Gli alleati: «Un errore non concordare la linea»

L’avvertimento di Fini: «Grave dividersi su questo tema». Formigoni: meglio votare una mozione nostra

da Roma

Lo strappo? Si digerisce masticando un po’ amaro, ma senza strilli e soprattutto senza mostrare eccessiva animosità, come da ordini di scuderia. Nel centrodestra lo si sospettava fin dal mattino, del resto, che l’Udc targata 2C (Casini-Cesa) avrebbe preso il largo, ma proprio per questo si è scelta la via di una civile presa di distanze.
Qualche ora prima dell’annuncio del sì udicino, ci aveva provato personalmente Gianfranco Fini - che con Casini resta in buoni rapporti - ad evitare che nel centrodestra si sparigliasse. «Chiedo a Forza Italia, Udc e Lega di aspettare il testo sul rifinanziamento delle missioni militari italiane e soprattutto di ascoltare prima la relazione di accompagnamento... sarebbe grave che la Cdl si dividesse sulla vicenda», aveva avvertito. Nulla da fare. Eppure il ragionamento del presidente di An era tutt’altro che peregrino: notava come «l’aspirazione di D’Alema di tener fede ai patti venisse a cozzare con la pretesa di discontinuità di settori della sinistra radicale, in coerenza con quanto loro richiesto nel passato». Si sarebbe dovuto attendere, per Fini, il risultato del braccio di ferro interno al centrosinistra per verificare chi l’avesse perso. Certo, aggiungeva il presidente di An, l’ostacolo Prodi e compagni avrebbero tentato di bypassarlo attraverso qualche «escamotage lessicale», ma al fondo si sarebbe intuito chi aveva vinto la partita. E ci si sarebbe potuti comportare di conseguenza.
E invece, nulla da fare. Nella riunione di direzione dell’Udc si è deciso l’appoggio comunque al rifinanziamento, anche se poi Casini ha cercato di mitigare la scelta di staccarsi dalla compagnia assicurando che il suo non sarà «un sì a scatola chiusa». E a questo punto? Presto per fare anticipazioni sul futuro della compagnia, anche perchè dalle sedi degli alleati (o già ex?) son partiti robusti inviti a lasciar da parte le polemiche. Si cerca di far finta di nulla in attesa di capire se il segnale resterà isolato o è davvero l’avvio di una nuova strategia centrista. Così il capogruppo di An alla Camera Ignazio La Russa si è limitato a definire «un errore» la scelta dell’Udc. Mentre in Forza Italia l’attenzione è rimasta concentrata sulle difficoltà crescenti di una maggioranza che aveva assicurato di aver trovato la quadratura del cerchio e invece, ancora a tarda sera, litigava sul testo del decreto, sul numero degli uomini da mantenere in Afghanistan, sulle pretese di inserire una clausola di exit strategy che per D’Alema non esiste. Critico sul «metodo» adottato dall’Udc è Roberto Formigoni: «La Casa delle libertà dovrebbe a mio avviso proporre una mozione che contempli il rifinanziamento della missione in Afghanistan, secondo tutte le specifiche di cui si parla in questi giorni, e non votare la mozione del centrosinistra».
«Il governo Prodi? È già alla respirazione assistita» si lasciava scappare la Bertolini. Rotondi, segretario democristiano, faceva sapere che lui, al contrario dell’Udc, mai e poi mai avrebbe votato con la maggioranza.

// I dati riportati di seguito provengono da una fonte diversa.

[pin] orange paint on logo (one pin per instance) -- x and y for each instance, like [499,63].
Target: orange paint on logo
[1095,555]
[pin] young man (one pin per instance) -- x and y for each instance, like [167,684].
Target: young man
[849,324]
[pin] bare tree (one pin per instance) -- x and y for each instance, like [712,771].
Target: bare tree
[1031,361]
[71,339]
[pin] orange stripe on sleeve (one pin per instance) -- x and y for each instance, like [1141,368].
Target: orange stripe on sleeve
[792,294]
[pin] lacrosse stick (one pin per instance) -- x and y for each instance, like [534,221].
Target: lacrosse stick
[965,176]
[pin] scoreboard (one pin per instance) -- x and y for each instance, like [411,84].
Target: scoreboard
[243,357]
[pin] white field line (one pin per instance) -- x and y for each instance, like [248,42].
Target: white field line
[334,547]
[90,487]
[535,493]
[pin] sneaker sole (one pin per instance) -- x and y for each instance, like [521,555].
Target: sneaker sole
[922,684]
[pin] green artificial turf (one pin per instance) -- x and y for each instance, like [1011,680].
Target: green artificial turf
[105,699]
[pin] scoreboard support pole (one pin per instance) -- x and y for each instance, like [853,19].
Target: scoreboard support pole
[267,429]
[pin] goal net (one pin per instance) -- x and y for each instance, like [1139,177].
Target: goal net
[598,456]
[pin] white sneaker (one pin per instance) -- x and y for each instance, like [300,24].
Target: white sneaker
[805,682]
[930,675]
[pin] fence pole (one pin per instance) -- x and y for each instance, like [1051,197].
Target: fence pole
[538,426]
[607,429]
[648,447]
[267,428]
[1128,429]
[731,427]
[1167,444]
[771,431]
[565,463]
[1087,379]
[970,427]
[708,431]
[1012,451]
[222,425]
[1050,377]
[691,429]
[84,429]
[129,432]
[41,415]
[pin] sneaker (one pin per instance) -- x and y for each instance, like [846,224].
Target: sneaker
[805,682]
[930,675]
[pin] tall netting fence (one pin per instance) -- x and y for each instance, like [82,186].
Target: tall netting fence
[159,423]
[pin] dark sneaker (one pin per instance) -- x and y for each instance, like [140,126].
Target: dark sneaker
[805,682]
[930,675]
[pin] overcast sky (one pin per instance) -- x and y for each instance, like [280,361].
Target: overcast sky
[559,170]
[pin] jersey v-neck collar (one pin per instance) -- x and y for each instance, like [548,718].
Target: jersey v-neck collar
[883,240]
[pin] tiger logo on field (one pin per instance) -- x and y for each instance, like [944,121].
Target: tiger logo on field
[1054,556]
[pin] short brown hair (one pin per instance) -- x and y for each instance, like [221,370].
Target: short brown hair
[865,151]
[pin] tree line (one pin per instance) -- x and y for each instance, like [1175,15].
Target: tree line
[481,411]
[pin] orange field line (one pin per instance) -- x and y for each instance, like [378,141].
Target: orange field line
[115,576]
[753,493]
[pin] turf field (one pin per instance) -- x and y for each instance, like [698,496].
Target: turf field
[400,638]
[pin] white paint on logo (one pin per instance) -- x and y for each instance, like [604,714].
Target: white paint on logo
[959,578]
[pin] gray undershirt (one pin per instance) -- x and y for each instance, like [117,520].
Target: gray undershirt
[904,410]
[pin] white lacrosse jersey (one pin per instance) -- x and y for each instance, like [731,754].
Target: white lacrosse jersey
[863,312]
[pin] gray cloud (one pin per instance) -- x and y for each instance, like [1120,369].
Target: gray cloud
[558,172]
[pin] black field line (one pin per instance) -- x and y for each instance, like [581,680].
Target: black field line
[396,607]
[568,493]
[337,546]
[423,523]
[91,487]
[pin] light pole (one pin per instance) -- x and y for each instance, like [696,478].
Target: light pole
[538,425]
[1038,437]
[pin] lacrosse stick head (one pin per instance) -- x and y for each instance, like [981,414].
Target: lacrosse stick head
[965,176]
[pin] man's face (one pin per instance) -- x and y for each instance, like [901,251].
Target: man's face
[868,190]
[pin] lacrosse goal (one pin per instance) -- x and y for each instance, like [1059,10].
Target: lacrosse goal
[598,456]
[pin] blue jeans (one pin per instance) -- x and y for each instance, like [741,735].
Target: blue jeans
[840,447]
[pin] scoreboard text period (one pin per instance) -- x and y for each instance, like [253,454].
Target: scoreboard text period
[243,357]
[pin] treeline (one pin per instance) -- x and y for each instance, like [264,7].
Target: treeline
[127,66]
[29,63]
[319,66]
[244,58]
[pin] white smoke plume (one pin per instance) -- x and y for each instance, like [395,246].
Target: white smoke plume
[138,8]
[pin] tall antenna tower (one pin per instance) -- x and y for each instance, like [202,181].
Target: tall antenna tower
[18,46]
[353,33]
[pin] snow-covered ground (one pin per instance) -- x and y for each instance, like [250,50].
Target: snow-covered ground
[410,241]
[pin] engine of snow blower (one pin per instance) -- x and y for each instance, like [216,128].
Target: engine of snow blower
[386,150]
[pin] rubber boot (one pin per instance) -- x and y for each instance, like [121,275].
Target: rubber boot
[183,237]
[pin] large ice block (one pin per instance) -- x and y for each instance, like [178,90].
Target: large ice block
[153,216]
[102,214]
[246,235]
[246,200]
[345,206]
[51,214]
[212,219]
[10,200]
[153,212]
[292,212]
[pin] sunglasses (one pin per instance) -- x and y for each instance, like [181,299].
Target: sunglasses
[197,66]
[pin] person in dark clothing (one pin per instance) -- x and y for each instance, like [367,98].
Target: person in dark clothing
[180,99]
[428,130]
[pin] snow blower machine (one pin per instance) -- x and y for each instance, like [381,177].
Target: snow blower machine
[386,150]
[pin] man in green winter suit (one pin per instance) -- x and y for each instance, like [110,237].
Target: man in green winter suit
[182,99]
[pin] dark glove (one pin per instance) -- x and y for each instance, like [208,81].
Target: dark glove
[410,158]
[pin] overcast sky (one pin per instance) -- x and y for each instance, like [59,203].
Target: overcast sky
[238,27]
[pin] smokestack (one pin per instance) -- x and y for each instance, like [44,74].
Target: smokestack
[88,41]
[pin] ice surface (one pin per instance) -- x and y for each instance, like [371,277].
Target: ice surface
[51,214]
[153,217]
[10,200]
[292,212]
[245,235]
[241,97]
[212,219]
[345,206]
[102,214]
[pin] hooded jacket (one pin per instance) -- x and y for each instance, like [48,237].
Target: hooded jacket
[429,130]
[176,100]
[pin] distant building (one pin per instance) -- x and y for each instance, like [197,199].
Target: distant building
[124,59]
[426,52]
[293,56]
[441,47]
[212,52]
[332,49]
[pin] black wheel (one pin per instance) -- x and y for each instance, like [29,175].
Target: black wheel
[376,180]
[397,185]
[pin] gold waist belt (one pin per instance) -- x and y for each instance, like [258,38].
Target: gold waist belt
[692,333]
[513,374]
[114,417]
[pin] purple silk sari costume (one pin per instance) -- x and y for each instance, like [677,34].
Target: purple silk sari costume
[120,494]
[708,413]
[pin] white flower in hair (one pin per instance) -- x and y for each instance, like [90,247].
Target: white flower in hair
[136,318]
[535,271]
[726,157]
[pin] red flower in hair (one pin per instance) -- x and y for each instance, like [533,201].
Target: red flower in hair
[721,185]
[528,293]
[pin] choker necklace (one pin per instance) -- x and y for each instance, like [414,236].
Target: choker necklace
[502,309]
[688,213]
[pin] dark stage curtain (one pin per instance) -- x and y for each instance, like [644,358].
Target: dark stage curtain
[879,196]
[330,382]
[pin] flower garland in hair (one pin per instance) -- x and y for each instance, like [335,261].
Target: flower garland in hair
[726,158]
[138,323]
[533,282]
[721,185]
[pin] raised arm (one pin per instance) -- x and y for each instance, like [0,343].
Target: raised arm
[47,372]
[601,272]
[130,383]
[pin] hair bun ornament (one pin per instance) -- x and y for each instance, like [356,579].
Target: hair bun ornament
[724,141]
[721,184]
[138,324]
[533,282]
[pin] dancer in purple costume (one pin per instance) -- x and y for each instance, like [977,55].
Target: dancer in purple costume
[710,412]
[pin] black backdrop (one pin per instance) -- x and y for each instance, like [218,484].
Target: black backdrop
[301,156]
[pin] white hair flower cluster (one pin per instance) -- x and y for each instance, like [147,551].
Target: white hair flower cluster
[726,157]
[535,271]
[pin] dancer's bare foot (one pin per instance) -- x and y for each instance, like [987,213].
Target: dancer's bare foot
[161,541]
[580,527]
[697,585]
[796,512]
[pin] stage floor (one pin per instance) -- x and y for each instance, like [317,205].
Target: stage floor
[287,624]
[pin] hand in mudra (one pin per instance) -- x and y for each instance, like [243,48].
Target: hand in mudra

Antonio Leone, vicepresidente azzurro alla Camera si stupiva dello stupore del diessino Chiti per l’irrigidimento del Pdci: «Speravano davvero di riuscire ad imbrigliare Diliberto? È bene - proseguiva - che lo strappo a sinistra venga fuori in tutta la sua gravità». Ma sotto sotto è anche dell’altro strappo che si discute ampiamente nel centrodestra. Solo una scucitura o un ritorno alla tradizione dei vecchi pontieri dc che poi sbarcavano a sinistra?